I am still processing this situation and my own inherent bias, so I don’t yet have my thoughts lined up all coherent and eloquent yet. What I do know, though, is that living in another country and rebuilding your life from the ground up throws you into the company of people you would not have chosen to hang out with if you had remained safe and static in your old life.
When I told Marido, “If this guy were an American, I would know exactly what to do with him,” what I meant was: I wouldn’t hang out with him. It would be an instant Nope. I wouldn’t stay in the room long enough to challenge him, let alone call him a friend. And yes, that’s judgmental as heck.
So being the immigrant who doesn’t speak the language (well) and doesn’t know the culture (yet) is forcing me to take another look at the stories I tell myself about myself.
I still have a lot to learn. I still have room for improvement.
What a lucky thing it is then, that I am hale and whole and here and listening.
Even at 3 a.m.
*This post is dedicated to my friend Chris I., who lent me a gorgeous little writing nook in Lisbon this week.*
Wow. So well said, those little niggles about the who and why of being, brought forth by looking at it all through a new and different lens. I could never express those thoughts so concisely nor so eloquently, but I can, and have, felt them. We've been here a couple of years now, I think that we all, in our own way, have had our eyes/ears/minds opened for examination... thank you!
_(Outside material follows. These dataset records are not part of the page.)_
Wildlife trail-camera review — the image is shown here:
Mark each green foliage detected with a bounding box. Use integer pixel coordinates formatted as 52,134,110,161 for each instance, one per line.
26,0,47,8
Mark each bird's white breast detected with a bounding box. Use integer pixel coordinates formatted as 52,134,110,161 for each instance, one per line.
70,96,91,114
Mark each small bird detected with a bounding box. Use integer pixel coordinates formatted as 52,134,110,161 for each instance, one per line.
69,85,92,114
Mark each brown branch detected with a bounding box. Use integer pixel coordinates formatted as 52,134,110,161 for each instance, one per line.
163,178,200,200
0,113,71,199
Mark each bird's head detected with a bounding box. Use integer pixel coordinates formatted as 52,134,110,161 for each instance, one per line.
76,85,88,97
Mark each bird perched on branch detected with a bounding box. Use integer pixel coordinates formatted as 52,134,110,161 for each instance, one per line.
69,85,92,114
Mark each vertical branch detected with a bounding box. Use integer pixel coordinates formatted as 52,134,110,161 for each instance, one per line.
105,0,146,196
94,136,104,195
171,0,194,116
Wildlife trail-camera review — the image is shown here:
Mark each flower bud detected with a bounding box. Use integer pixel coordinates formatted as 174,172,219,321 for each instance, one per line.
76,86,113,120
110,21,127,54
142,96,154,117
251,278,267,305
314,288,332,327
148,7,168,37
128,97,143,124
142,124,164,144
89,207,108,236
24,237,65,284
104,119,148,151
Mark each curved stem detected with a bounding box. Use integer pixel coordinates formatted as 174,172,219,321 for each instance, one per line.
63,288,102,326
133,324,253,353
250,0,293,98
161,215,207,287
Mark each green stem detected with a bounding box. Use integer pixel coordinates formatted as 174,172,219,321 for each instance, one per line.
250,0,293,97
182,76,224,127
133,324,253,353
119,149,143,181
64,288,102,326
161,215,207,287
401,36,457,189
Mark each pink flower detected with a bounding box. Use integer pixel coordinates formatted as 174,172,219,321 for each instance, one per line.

You always make me smile. Even with an "excavation of longing, regret, and prejudice ." As an enneagram four myself, I resounded with a great deal of what you said in this post. There is a sense of longing, not for the place or going back but for how things used to be. As fours, we, in particular, feel that; because we were made to. All enneagrams will feel it to some extent, but fours, well, we don't shy away from the deeper, scarier emotions. We poke at them, mull over them, argue with them, and question them for their authenticity. Living abroad and leaving the safe and the comfortable does not guarantee us a ticket to avoid that; if anything, at times, it makes that those emotions even more acute. I hope that even in the dark of night, you continue to poke, prod, mull over, and think through those emotions because somewhere, someday, someone will need your insight without going to the depths you did.